One could configure a networked scanner or scanning computer to drop files in the
watched folder.
Watched folders with Docker
---------------------------
The watcher service is included in the OCRmyPDF Docker image. To run it:
.. code-block:: bash
docker run \
-v <path to files to convert>:/input \
-v <path to store results>:/output \
-e OCR_OUTPUT_DIRECTORY_YEAR_MONTH=1 \
-e OCR_ON_SUCCESS_DELETE=1 \
-e OCR_DESKEW=1 \
-e PYTHONUNBUFFERED=1 \
-it --entrypoint python3 \
jbarlow83/ocrmypdf \
watcher.py
This service will watch for a file that matches ``/input/\*.pdf`` and will
convert it to a OCRed PDF in ``/output/``. The parameters to this image are:
.. csv-table:: watcher.py parameters for Docker
:header: "Parameter", "Description"
:widths: 50, 50
"``-v <path to files to convert>:/input``", "Files placed in this location will be OCRed"
"``-v <path to store results>:/output``", "This is where OCRed files will be stored"
"``-e OCR_OUTPUT_DIRECTORY_YEAR_MONTH=1``", "Define environment variable OCR_OUTPUT_DIRECTORY_YEAR_MONTH=1"
"``-e OCR_ON_SUCCESS_DELETE=1``", "Define environment variable"
"``-e OCR_DESKEW=1``", "Define environment variable"
"``-e PYTHONBUFFERED=1``", "This will force STDOUT to be unbuffered and allow you to see messages in docker logs"

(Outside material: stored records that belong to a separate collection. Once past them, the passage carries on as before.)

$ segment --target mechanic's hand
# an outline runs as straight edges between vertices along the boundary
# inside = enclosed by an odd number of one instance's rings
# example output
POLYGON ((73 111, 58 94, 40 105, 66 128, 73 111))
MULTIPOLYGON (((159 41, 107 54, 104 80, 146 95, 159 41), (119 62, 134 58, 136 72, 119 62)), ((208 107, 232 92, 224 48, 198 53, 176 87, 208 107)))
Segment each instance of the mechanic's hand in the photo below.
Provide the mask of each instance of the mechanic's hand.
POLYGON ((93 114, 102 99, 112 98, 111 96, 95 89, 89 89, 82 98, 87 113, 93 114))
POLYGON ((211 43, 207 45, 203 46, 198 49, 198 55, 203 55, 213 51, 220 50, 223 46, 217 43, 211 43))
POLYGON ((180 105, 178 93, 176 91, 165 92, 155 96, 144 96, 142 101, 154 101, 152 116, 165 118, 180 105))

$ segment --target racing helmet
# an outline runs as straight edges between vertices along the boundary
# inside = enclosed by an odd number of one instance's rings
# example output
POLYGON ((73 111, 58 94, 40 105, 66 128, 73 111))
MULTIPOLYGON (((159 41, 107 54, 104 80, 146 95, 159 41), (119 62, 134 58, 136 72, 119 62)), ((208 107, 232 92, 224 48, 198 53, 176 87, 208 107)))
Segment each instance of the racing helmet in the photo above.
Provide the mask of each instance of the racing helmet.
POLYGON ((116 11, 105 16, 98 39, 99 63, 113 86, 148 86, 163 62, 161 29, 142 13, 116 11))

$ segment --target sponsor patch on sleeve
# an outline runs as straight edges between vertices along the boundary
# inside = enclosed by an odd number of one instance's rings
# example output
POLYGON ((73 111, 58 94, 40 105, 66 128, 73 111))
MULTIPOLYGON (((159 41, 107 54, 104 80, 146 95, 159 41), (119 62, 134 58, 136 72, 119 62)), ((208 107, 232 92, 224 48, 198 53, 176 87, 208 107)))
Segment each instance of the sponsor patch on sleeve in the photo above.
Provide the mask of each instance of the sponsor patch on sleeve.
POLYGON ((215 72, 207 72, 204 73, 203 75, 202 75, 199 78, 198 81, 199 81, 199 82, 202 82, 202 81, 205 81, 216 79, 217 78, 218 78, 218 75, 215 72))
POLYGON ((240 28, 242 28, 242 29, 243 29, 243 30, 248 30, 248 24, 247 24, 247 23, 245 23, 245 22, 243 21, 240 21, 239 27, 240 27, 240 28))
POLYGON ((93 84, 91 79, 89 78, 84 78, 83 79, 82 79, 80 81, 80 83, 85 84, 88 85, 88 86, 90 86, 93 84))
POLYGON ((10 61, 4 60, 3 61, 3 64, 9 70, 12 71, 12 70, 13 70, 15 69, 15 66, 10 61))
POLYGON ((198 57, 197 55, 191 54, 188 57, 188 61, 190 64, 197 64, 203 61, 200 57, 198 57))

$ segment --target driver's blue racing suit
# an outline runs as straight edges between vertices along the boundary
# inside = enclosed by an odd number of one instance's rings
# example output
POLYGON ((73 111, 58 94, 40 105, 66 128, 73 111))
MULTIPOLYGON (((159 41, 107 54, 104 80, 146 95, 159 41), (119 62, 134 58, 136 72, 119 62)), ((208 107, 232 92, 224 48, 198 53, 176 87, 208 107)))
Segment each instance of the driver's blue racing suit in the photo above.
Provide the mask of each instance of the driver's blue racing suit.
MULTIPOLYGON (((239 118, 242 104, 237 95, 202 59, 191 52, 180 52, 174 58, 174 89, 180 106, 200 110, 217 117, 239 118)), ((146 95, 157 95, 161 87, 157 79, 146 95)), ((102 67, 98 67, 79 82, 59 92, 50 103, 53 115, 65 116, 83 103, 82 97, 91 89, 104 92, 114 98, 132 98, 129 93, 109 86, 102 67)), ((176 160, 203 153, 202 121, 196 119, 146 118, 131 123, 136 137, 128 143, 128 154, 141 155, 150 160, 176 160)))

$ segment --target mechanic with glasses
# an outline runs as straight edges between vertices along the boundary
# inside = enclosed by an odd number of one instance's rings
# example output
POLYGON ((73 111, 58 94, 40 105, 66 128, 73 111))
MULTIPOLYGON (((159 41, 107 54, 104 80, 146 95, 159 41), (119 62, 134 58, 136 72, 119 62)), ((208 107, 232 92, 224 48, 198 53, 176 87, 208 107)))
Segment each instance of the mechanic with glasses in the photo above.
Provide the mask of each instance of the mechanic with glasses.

This service relies on polling to check for changes to the filesystem. It
may not be suitable for some environments, such as filesystems shared on a
slow network.
A configuration manager such as Docker Compose could be used to ensure that the
service is always available.
.. literalinclude:: ../misc/docker-compose.example.yml
:language: yaml
:caption: misc/docker-compose.example.yml
Caveats
-------
- ``watchmedo`` may not work properly on a networked file system,
depending on the capabilities of the file system client and server.
- This simple recipe does not filter for the type of file system event,
so file copies, deletes and moves, and directory operations, will all
be sent to ocrmypdf, producing errors in several cases. Disable your
watched folder if you are doing anything other than copying files to
it.
- If the source and destination directory are the same, watchmedo may
create an infinite loop.
- On BSD, FreeBSD and older versions of macOS, you may need to increase
the number of file descriptors to monitor more files, using
``ulimit -n 1024`` to watch a folder of up to 1024 files.
Alternatives
------------
- On Linux, `systemd user services <https://wiki.archlinux.org/index.php/Systemd/User>`__
can be configured to automatically perform OCR on a collection of files.
- `Watchman <https://facebook.github.io/watchman/>`__ is a more
powerful alternative to ``watchmedo``.
AWS Lambda is not viable
------------------------
AWS Lambda and its equivalents have low limits on execution time and payload
size, relative to OCRmyPDF's needs. As of this writing, the request/response
payload for AWS Lambda was 6 MB, which means many PDFs will not fit.
macOS Automator
===============
You can use the Automator app with macOS, to create a Workflow or Quick
Action. Use a *Run Shell Script* action in your workflow. In the context
of Automator, the ``PATH`` may be set differently your Terminal's
``PATH``; you may need to explicitly set the PATH to include
``ocrmypdf``. The following example may serve as a starting point:
.. figure:: images/macos-workflow.png
:alt: Example macOS Automator workflow
You may customize the command sent to ocrmypdf.